Download or read book Evolutionary Social Psychology written by Jeffry A. Simpson and published by Psychology Press. This book was released on 2014-02-25 with total page 495 pages. Available in PDF, EPUB and Kindle. Book excerpt: What a pity it would have been if biologists had refused to accept Darwin's theory of natural selection, which has been essential in helping biologists understand a wide range of phenomena in many animal species. These days, to study any animal species while refusing to consider the evolved adaptive significance of their behavior would be considered pure folly--unless, of course, the species is homo sapiens. Graduate students training to study this particular primate species may never take a single course in evolutionary theory, although they may take two undergraduate and up to four graduate courses in statistics. These methodologically sophisticated students then embark on a career studying human aggression, cooperation, mating behavior, family relationships, or altruism with little or no understanding of the general evolutionary forces and principles that shaped the behaviors they are investigating. This book hopes to redress that wrong. It is one of the first to apply evolutionary theories to mainstream problems in personality and social psychology that are relevant to a wide range of important social phenomena, many of which have been shaped and molded by natural selection during the course of human evolution.

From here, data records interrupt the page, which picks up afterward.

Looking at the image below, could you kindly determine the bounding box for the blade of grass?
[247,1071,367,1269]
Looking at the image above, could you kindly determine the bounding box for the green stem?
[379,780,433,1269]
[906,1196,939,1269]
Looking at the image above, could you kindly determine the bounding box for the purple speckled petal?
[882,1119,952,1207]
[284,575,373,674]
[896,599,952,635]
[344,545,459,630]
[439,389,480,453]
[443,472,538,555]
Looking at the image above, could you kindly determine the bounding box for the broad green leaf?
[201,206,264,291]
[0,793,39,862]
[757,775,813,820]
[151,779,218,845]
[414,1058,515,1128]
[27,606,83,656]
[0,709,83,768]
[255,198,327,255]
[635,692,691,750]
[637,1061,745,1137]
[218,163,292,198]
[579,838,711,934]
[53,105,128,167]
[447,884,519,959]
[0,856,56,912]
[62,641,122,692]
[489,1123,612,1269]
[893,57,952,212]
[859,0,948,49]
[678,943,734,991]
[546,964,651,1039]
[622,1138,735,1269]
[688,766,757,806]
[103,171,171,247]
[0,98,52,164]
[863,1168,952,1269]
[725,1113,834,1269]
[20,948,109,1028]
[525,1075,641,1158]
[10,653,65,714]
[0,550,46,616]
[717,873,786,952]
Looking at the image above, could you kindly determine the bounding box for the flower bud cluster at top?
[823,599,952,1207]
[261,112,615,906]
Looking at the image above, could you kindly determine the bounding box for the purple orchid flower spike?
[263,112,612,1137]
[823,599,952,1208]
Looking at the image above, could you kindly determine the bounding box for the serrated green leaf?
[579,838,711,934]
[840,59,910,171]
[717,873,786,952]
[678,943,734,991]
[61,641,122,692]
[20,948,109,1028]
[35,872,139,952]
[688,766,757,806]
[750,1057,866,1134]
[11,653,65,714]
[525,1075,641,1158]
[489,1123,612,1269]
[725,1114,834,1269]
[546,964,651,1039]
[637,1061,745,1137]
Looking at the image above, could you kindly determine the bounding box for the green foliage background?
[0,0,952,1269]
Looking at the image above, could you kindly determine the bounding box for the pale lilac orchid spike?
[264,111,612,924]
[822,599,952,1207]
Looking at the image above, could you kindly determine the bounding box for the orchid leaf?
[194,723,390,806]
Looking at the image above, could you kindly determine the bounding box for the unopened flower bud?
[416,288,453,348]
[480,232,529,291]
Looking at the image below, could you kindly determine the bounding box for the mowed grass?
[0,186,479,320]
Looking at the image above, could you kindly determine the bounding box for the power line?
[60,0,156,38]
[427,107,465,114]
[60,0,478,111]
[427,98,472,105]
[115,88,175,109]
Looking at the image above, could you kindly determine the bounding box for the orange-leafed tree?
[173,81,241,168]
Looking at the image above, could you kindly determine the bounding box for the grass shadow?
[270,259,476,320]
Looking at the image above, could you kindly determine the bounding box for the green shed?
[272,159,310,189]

These phenomena include selective biases that people have concerning how and why a variety of activities occur. For example: * information exchanged during social encounters is initially perceived and interpreted; * people are romantically attracted to some potential mates but not others; * people often guard, protect, and work hard at maintaining their closest relationships; * people form shifting and highly complicated coalitions with kin and close friends; and * people terminate close, long-standing relationships. Evolutionary Social Psychology begins to disentangle the complex, interwoven patterns of interaction that define our social lives and relationships.

Book The SAGE Handbook of Evolutionary Psychology

Download or read book The SAGE Handbook of Evolutionary Psychology written by Todd K. Shackelford and published by SAGE. This book was released on 2021-08-04 with total page 2222 pages. Available in PDF, EPUB and Kindle. Book excerpt: Evolutionary psychology is an important and rapidly expanding area in the life, social, and behavioral sciences, and this Handbook represents the most comprehensive and up-to-date reference text in the field today. Over three volumes, the Handbook provides a rich overview of the most important theoretical and empirical work in the field. Chapters cover a broad range of topics, including theoretical foundations, the integration of evolutionary psychology with other life, social, and behavioral sciences, as well as with the arts and the humanities, and the increasing power of evolutionary psychology to inform applied fields, including medicine, psychiatry, law, and education. Each of the volumes has been carefully curated to have a strong thematic focus, covering: - The foundations of evolutionary psychology; - The integration of evolutionary psychology with other disciplines, and; - The applications of evolutionary psychology. The SAGE Handbook of Evolutionary Psychology is an essential resource for researchers, graduate students, and advanced undergraduate students in all areas of psychology, and in related disciplines across the life, social, and behavioral sciences.